Optimization of Size of Pixel Blocks for Orthogonal Transform in Optical Watermarking Technique

We previously proposed a novel technology with which the images of real objects with no copyright protection could contain invisible digital watermarking, using spatially modulated illumination. In this “optical watermarking” technology, we used orthogonal transforms, such as a discrete cosine transform (DCT) or a Walsh-Hadamard transform (WHT), to produce watermarked images, where 1-b binary information was embedded into each pixel block. In this paper, we propose an optimal condition for a technique of robust optical watermarking that varies the size of pixel blocks by using a trade-off in the efficiency of embedded watermarking.
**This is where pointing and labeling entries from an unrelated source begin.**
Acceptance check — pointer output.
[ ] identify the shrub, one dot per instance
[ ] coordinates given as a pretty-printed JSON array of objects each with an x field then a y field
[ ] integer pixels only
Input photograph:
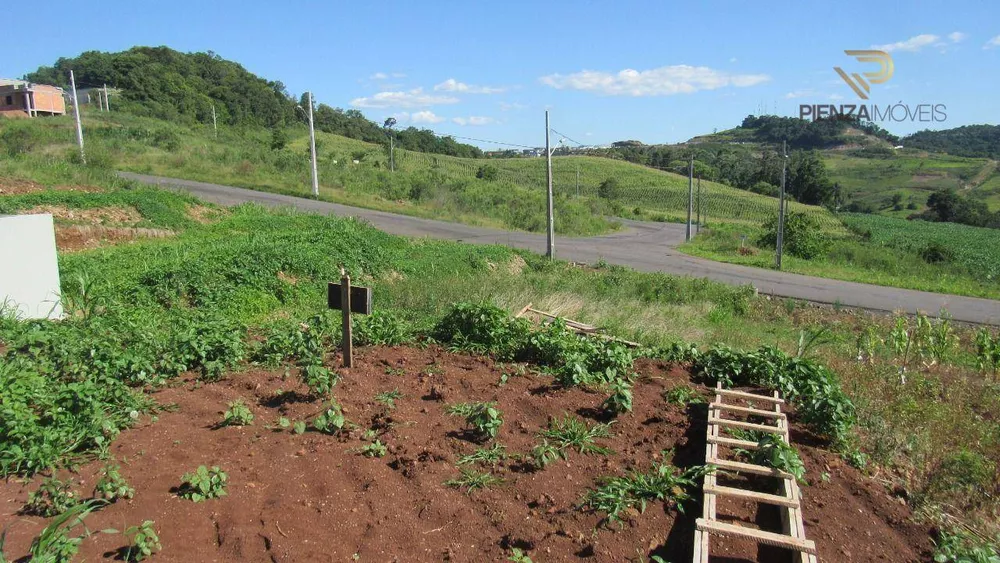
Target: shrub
[
  {"x": 803, "y": 237},
  {"x": 203, "y": 483}
]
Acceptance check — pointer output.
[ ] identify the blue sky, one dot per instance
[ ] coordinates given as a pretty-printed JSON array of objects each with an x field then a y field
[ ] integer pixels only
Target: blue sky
[{"x": 654, "y": 71}]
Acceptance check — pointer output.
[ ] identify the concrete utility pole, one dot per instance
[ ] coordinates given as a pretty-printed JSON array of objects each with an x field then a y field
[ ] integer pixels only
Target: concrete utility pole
[
  {"x": 781, "y": 210},
  {"x": 698, "y": 222},
  {"x": 687, "y": 231},
  {"x": 76, "y": 113},
  {"x": 312, "y": 148},
  {"x": 550, "y": 249}
]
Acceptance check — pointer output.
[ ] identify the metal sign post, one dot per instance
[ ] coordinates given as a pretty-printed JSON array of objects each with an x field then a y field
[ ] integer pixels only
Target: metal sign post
[{"x": 349, "y": 300}]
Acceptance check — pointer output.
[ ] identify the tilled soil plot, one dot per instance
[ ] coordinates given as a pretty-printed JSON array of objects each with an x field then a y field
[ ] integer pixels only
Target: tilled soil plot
[{"x": 314, "y": 497}]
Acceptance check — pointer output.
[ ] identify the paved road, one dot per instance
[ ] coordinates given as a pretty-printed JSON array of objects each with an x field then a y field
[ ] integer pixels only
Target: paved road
[{"x": 644, "y": 246}]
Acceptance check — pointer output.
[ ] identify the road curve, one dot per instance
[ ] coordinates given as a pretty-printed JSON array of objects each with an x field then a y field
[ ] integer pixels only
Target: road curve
[{"x": 644, "y": 246}]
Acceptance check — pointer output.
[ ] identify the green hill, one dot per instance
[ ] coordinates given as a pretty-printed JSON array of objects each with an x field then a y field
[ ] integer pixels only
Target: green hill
[{"x": 494, "y": 192}]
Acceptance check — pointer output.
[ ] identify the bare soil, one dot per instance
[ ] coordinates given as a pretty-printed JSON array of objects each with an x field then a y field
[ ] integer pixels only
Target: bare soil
[{"x": 313, "y": 497}]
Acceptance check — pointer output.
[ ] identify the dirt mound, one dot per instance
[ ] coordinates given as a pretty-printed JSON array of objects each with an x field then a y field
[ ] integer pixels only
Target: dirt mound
[
  {"x": 11, "y": 186},
  {"x": 72, "y": 238},
  {"x": 313, "y": 497}
]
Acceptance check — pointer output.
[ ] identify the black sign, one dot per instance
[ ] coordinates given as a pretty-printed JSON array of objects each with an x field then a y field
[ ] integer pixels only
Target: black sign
[{"x": 361, "y": 298}]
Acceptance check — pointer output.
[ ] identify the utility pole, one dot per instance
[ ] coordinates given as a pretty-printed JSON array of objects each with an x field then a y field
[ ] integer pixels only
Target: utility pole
[
  {"x": 687, "y": 231},
  {"x": 76, "y": 113},
  {"x": 698, "y": 222},
  {"x": 312, "y": 149},
  {"x": 550, "y": 248},
  {"x": 781, "y": 209}
]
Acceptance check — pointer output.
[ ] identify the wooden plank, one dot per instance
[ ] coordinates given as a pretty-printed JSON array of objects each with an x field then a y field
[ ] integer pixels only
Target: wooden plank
[
  {"x": 769, "y": 538},
  {"x": 744, "y": 425},
  {"x": 776, "y": 500},
  {"x": 733, "y": 442},
  {"x": 746, "y": 410},
  {"x": 745, "y": 395},
  {"x": 754, "y": 469},
  {"x": 360, "y": 301}
]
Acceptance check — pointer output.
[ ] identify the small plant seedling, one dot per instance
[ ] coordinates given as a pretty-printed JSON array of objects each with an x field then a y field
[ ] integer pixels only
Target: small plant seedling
[
  {"x": 389, "y": 398},
  {"x": 484, "y": 418},
  {"x": 239, "y": 414},
  {"x": 144, "y": 543},
  {"x": 620, "y": 399},
  {"x": 375, "y": 449},
  {"x": 683, "y": 395},
  {"x": 203, "y": 483},
  {"x": 470, "y": 480},
  {"x": 331, "y": 420},
  {"x": 112, "y": 486},
  {"x": 52, "y": 498},
  {"x": 491, "y": 455}
]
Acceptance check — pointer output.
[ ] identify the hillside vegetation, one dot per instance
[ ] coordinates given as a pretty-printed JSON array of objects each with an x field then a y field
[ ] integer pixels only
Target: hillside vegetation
[{"x": 494, "y": 192}]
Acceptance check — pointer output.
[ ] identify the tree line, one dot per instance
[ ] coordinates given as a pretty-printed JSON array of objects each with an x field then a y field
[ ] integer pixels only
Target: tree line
[{"x": 166, "y": 84}]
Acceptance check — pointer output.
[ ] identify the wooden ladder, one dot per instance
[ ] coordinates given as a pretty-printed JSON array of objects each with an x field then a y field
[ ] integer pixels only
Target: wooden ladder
[{"x": 788, "y": 499}]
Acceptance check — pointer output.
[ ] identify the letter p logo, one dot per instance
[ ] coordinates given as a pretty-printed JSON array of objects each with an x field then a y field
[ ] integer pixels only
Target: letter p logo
[{"x": 856, "y": 82}]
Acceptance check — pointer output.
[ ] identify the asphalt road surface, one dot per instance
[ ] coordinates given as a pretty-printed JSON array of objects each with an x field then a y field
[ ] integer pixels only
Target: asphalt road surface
[{"x": 644, "y": 246}]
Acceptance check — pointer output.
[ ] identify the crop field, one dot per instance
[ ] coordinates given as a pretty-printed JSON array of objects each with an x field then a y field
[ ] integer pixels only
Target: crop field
[
  {"x": 192, "y": 405},
  {"x": 495, "y": 192}
]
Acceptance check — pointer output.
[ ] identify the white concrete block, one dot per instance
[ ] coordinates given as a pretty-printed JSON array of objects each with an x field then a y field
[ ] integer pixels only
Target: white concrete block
[{"x": 29, "y": 270}]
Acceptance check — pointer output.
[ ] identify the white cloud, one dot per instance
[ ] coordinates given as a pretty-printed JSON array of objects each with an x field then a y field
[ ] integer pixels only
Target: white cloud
[
  {"x": 913, "y": 44},
  {"x": 452, "y": 85},
  {"x": 473, "y": 120},
  {"x": 663, "y": 81},
  {"x": 426, "y": 116},
  {"x": 511, "y": 106},
  {"x": 408, "y": 99}
]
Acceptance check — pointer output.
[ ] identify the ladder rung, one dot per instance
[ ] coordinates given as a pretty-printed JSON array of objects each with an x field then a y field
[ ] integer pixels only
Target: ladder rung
[
  {"x": 745, "y": 395},
  {"x": 776, "y": 500},
  {"x": 744, "y": 425},
  {"x": 769, "y": 538},
  {"x": 748, "y": 410},
  {"x": 727, "y": 465},
  {"x": 731, "y": 442}
]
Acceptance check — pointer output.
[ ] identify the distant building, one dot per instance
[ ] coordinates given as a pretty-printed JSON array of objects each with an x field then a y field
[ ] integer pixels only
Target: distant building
[{"x": 19, "y": 98}]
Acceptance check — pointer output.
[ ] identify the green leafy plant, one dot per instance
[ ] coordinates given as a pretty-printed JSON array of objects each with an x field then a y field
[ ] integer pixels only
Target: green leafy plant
[
  {"x": 663, "y": 483},
  {"x": 772, "y": 451},
  {"x": 374, "y": 449},
  {"x": 51, "y": 498},
  {"x": 112, "y": 486},
  {"x": 683, "y": 395},
  {"x": 620, "y": 399},
  {"x": 487, "y": 456},
  {"x": 389, "y": 398},
  {"x": 144, "y": 541},
  {"x": 203, "y": 484},
  {"x": 484, "y": 418},
  {"x": 238, "y": 414},
  {"x": 53, "y": 544},
  {"x": 331, "y": 420},
  {"x": 472, "y": 480}
]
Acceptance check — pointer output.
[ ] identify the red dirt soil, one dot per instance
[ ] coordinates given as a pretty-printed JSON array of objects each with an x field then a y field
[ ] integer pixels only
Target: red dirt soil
[{"x": 313, "y": 497}]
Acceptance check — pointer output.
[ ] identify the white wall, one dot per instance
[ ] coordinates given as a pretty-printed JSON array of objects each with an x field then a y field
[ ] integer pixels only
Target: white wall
[{"x": 29, "y": 272}]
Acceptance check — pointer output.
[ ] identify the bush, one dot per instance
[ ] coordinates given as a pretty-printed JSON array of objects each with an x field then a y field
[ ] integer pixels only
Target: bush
[
  {"x": 803, "y": 237},
  {"x": 608, "y": 189}
]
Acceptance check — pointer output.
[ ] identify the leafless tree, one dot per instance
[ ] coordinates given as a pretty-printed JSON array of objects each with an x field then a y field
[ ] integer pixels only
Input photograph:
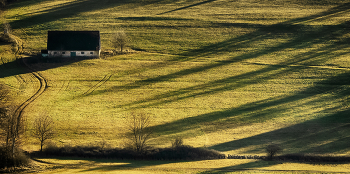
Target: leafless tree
[
  {"x": 12, "y": 127},
  {"x": 139, "y": 127},
  {"x": 120, "y": 40},
  {"x": 7, "y": 28},
  {"x": 43, "y": 129}
]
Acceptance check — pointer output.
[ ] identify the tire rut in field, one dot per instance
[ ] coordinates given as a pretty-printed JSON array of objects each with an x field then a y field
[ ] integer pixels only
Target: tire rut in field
[
  {"x": 99, "y": 84},
  {"x": 43, "y": 85}
]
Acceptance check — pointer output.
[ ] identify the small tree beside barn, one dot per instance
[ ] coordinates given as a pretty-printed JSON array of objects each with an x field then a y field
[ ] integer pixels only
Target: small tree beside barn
[{"x": 73, "y": 44}]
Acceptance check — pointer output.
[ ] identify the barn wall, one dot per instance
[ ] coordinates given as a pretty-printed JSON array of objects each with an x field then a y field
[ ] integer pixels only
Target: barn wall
[{"x": 77, "y": 53}]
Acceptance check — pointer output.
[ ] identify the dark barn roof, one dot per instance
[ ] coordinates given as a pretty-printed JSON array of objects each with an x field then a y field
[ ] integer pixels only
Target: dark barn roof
[{"x": 73, "y": 40}]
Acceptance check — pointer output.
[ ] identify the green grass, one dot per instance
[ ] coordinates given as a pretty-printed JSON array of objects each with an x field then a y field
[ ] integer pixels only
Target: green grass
[{"x": 234, "y": 76}]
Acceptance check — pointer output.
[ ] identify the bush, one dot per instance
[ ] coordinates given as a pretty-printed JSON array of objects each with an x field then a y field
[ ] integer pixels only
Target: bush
[
  {"x": 17, "y": 160},
  {"x": 178, "y": 142},
  {"x": 176, "y": 153}
]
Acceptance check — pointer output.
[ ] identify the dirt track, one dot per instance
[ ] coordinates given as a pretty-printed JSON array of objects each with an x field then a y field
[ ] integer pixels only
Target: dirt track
[{"x": 42, "y": 87}]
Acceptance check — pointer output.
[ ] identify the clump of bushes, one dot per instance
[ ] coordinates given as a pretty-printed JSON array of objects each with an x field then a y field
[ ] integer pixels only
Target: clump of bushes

We conducted experiments where 4 × 4, 8 × 8, and 16 × 16 pixels were used in one block. A detection accuracy of 100% was obtained by using a block with 16 × 16 pixels when embedded watermarking was extremely weak, although the accuracy did not necessarily reach 100% by using blocks with 4 × 4 or 8 × 8 pixels under the same embedding conditions. We also examined the effectiveness of using a Haar discrete wavelet transform (Haar DWT) as an orthogonal transform under the same experimental condition, and the results showed that the accuracy of detection was slightly inferior to DCT and WHT under very weak embedding conditions. The results from experiments revealed the effectiveness of our new proposal.